Под ними, в складках ткани, что-то тускло поблёскивало. Но настоящего результата ещё не было видно. Сукно нужно было сполоснуть.

Мы сняли ткань, отнесли к бочке с чистой водой. Я сам начал прополаскивать её, вымывая всё, что накопилось за день. Потом, когда осадок осел на дно бочки, я слил лишнюю воду и перевалил тяжёлую чёрную массу в большой доводочный лоток.

Артельщики обступили меня плотным кольцом. Слышно было только, как сопит Федька.

Я начал промывать. Круговыми движениями, аккуратно, смывая лёгкий песок. Чёрный шлих уходил неохотно. Но вот, на самом краю, появилась жёлтая полоска.

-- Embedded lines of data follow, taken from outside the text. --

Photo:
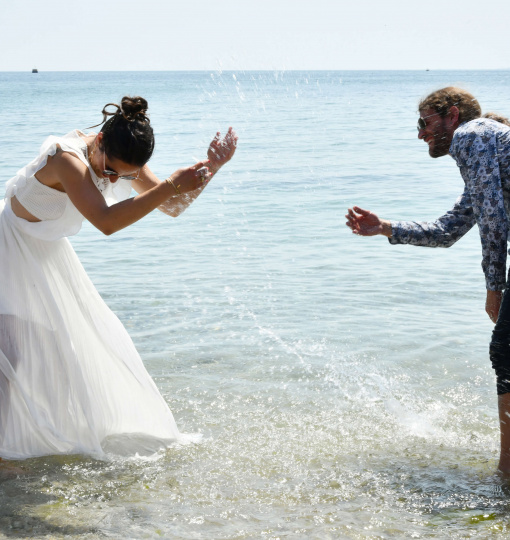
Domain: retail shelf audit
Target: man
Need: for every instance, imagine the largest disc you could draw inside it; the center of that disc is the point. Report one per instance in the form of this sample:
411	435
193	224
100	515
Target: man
451	123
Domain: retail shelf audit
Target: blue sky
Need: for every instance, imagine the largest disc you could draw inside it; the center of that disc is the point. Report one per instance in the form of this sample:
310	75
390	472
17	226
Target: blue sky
247	34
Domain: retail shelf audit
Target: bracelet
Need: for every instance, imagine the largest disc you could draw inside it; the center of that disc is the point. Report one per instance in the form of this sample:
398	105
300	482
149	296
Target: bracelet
171	182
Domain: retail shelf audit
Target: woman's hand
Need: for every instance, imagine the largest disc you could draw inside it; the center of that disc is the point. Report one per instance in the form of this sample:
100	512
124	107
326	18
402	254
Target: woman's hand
190	178
492	304
366	223
221	150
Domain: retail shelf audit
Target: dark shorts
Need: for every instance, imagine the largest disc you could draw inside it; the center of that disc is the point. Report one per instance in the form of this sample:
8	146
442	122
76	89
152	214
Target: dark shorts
500	345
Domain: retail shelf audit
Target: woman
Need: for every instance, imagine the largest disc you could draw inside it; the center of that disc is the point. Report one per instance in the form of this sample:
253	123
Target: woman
70	377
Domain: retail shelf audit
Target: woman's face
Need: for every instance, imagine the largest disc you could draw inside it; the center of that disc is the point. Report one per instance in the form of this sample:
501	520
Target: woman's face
113	169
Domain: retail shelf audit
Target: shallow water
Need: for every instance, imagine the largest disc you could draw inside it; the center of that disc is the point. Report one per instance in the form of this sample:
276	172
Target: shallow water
342	385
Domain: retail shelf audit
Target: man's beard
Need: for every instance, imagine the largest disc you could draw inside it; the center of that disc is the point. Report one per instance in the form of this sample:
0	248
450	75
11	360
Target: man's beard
441	143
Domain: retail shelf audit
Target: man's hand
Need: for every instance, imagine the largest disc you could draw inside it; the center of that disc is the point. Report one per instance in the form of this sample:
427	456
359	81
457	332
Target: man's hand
366	223
493	303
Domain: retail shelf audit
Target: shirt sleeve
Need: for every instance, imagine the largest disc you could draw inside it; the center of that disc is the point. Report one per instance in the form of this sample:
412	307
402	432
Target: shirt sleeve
443	232
476	154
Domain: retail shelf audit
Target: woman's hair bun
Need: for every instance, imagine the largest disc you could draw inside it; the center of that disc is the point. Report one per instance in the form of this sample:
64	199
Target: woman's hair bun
134	108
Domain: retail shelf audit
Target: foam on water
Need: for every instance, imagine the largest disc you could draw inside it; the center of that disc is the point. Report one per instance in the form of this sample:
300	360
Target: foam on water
341	385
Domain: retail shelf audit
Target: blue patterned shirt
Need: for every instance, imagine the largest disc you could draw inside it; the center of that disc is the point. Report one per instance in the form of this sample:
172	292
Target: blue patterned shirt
481	149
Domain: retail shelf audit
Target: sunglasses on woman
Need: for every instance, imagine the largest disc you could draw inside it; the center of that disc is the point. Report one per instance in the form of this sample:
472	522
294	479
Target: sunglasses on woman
108	172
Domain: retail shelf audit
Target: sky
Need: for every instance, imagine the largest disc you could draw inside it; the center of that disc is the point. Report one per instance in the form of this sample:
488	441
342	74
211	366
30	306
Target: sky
127	35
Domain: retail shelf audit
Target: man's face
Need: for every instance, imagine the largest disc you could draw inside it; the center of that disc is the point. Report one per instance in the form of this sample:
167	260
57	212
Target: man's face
437	133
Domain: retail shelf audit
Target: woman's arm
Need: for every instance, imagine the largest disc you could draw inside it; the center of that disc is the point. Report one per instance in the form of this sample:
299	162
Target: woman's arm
220	152
75	178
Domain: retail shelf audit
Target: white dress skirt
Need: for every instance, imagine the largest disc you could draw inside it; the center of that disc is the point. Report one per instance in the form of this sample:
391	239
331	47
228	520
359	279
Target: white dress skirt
71	380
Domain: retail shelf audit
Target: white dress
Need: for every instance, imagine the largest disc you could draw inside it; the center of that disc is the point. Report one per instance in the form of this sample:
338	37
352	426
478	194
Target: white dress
71	380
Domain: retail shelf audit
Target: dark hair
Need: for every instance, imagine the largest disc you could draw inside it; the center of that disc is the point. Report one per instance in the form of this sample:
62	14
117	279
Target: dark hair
498	117
128	134
444	99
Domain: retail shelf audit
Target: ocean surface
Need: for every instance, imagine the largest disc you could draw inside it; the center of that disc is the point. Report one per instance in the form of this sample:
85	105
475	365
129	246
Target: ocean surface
342	385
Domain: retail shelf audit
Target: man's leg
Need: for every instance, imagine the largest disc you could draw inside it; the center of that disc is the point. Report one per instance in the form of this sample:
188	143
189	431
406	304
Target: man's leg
500	358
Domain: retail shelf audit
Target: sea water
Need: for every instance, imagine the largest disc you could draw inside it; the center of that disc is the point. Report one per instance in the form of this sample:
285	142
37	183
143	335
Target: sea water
342	385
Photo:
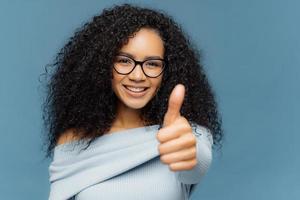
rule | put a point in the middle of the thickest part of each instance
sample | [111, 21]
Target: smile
[136, 91]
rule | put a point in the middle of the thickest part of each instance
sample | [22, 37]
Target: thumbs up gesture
[177, 146]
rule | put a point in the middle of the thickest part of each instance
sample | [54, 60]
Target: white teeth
[135, 89]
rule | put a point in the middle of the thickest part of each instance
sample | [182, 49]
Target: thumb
[175, 102]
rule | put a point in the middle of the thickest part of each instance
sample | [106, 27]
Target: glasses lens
[123, 64]
[153, 67]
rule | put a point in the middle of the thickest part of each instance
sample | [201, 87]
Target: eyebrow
[132, 56]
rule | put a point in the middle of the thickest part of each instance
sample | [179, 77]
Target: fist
[177, 146]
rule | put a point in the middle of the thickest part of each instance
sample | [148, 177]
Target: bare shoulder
[67, 136]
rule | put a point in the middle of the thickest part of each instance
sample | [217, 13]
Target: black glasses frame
[141, 63]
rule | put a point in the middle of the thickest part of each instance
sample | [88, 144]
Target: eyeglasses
[151, 67]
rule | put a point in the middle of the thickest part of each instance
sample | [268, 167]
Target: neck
[127, 117]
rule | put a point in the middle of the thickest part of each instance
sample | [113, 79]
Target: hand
[177, 142]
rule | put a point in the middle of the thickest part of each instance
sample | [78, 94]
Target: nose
[137, 74]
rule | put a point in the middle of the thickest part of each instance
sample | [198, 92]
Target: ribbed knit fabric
[125, 165]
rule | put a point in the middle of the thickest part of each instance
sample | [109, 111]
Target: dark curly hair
[79, 91]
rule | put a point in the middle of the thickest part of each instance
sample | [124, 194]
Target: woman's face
[145, 43]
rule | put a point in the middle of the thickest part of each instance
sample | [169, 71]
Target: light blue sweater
[125, 165]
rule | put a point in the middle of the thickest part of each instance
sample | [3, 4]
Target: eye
[123, 60]
[154, 63]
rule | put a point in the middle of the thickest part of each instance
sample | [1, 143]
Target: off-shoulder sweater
[125, 165]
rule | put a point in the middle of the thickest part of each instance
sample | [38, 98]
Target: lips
[135, 88]
[135, 92]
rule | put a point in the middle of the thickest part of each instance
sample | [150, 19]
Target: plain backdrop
[250, 52]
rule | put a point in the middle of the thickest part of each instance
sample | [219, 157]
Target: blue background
[250, 52]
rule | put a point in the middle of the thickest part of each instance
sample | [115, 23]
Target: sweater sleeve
[204, 157]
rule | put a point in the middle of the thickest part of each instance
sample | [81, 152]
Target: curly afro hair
[79, 90]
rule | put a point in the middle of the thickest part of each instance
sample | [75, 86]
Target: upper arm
[67, 136]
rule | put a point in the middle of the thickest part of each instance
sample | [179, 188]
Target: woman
[130, 97]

Она росла. Становилась шире, ярче.

Когда я смыл последние остатки магнетита, на дне лотка лежала горсть золотого песка. Не самородки, нет. Мелкая, как манка, золотая пыль и чешуйки. Но их было много.

Я вскинул лоток, показывая добычу.

— Ну как, Федька? С гулькин нос?

Федька вытянул шею, глаза загорелись.

— Едрит твою налево… — выдохнул он благоговейно. — Петрович… Да тут же… тут почти, как мы с тепляка за день брали!

— То-то же, — я усмехнулся, чувствуя, как отпускает напряжение. — Это называется технология, мужики. Мы взяли бедную землю, но прогнали её много. И взяли своё.

Кузьма хлопнул Архипа по спине так, что кузнец чуть не поперхнулся.

— Голова ты, Архип! И ты, Петрович, голова!

— А теперь, — я ссыпал золото в кожаный мешочек, — всем двойную пайку ужина. И по чарке. Заслужили. Но завтра — с рассветом на бутару. Пока вода высокая, мы эту речку выдоим досуха.

Артель загудела, но теперь это был гул одобрения. Люди поверили. Они увидели, что даже когда земля уходит из-под ног (в прямом смысле), у меня есть план.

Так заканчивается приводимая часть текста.